Livingstone’s party membership was suspended in April 2016 over his claim that Hitler supported Zionism “before he went mad and ended up killing six million Jews.” Earlier this month, the BBC reported that Livingstone’s suspension was extended for a year to allow for an internal probe into whether his comments were really anti-Semitic or otherwise offensive to Jews.

Former mayor of London Ken Livingstone, outside Millbank in Westminster, London, April 28, 2016. (Anthony Devlin/PA via AP)

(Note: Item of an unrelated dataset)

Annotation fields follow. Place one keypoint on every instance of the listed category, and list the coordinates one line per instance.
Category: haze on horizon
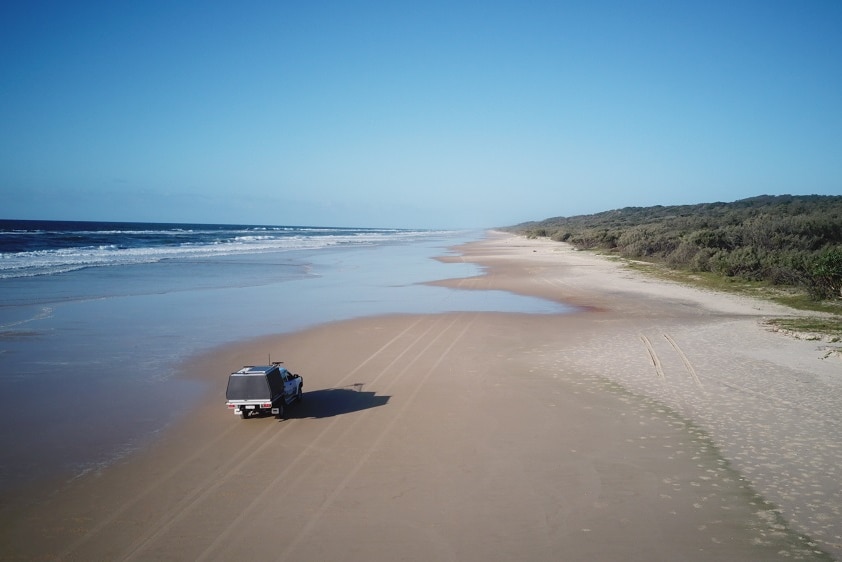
(429, 115)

On Friday, as Corbyn tried to send a conciliatory message to the nation’s Jewish community for the Passover festival, a Labour official, Christine Shawcroft, claimed charges of anti-Semitism were an attempt to discredit him.

“This whole row is being stirred up to attack Jeremy, as we all know,” said Shawcroft, already forced to resign earlier in the week after defending a local council candidate linked to anti-Semitic posts on social media. She later apologized, claiming she had not been aware of the content of those posts.